28 de janeiro de 2012

Adaptação


   "Tudo num processo é escrito". Foi o que me disseram assim que ingressei no serviço público.
   Ao folhear os autos da repartição, constatei que a máxima era verdadeira. Cada alteração era anotada, numerada, datada, carimbada e assinada pelos servidores.
   Essa espécie de lei universal parecia reger o funcionamento do cartório e as ações dos funcionários. Até que um belo dia chegou o interrogatório de um preso lá do Rio Grande do Sul gravado num CD.
   O ano era 2008, mas todos apreciavam aquele objeto estranho com um olhar interrogativo, como se fosse uma novidade. Como aquele objeto viera parar ali? Mais importante, como colocar um CD no processo?
   Até então, os interrogatórios chegavam por escrito; bastava encartá-los nos autos. O que fazer com um CD? A máxima do serviço público vacilava na corda bamba: "Tudo num processo é escrito".
   Um colega sugeriu que alguém abrisse o arquivo e transcrevesse tudo o que estava no vídeo para o papel. Um interrogatório de uma hora: Nem fodendo!

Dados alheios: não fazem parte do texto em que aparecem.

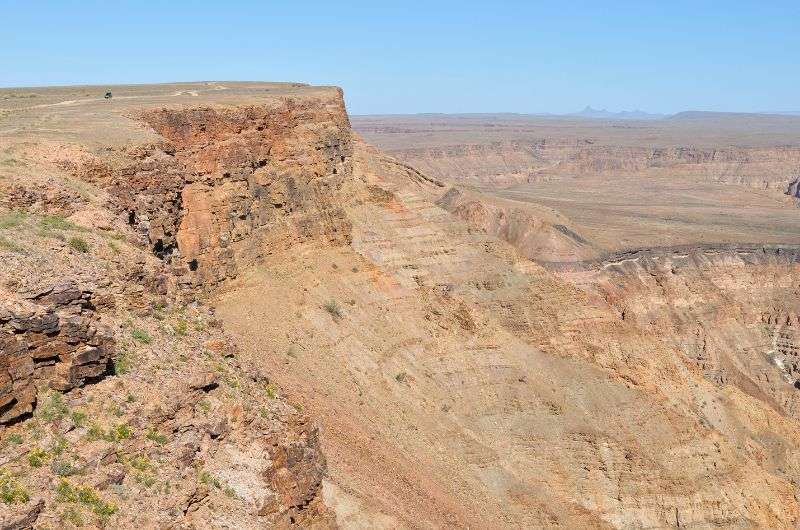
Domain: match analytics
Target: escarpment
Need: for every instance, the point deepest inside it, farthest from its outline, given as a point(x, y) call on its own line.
point(509, 163)
point(122, 402)
point(238, 268)
point(231, 184)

   Conclusão: meteram o CD num envelope, colaram o envelope no verso da útima página, bateram o carimbo informando que o interrogatório estava no envelope, dataram, numeraram e assinaram.
   A máxima estava salva. Solução ad hoc.
   Dias depois, a juíza determinou que uma cópia do interrogatório fosse encaminhada a um outro juízo. O teor do despacho foi o seguinte: "Extraia-se cópia da mídia e encaminhe-a ao juízo de XXXX, conforme solicitado às folhas 25/26".
   A estagiária da repartição, desacostumada com as modernidades no judiciário, sem pestanejar, colocou o CD na máquina de Xerox e extraiu a cópia solicitada.
   A tecnologia está acabando com as certezas do servidor público. A adaptação da espécie é lenta.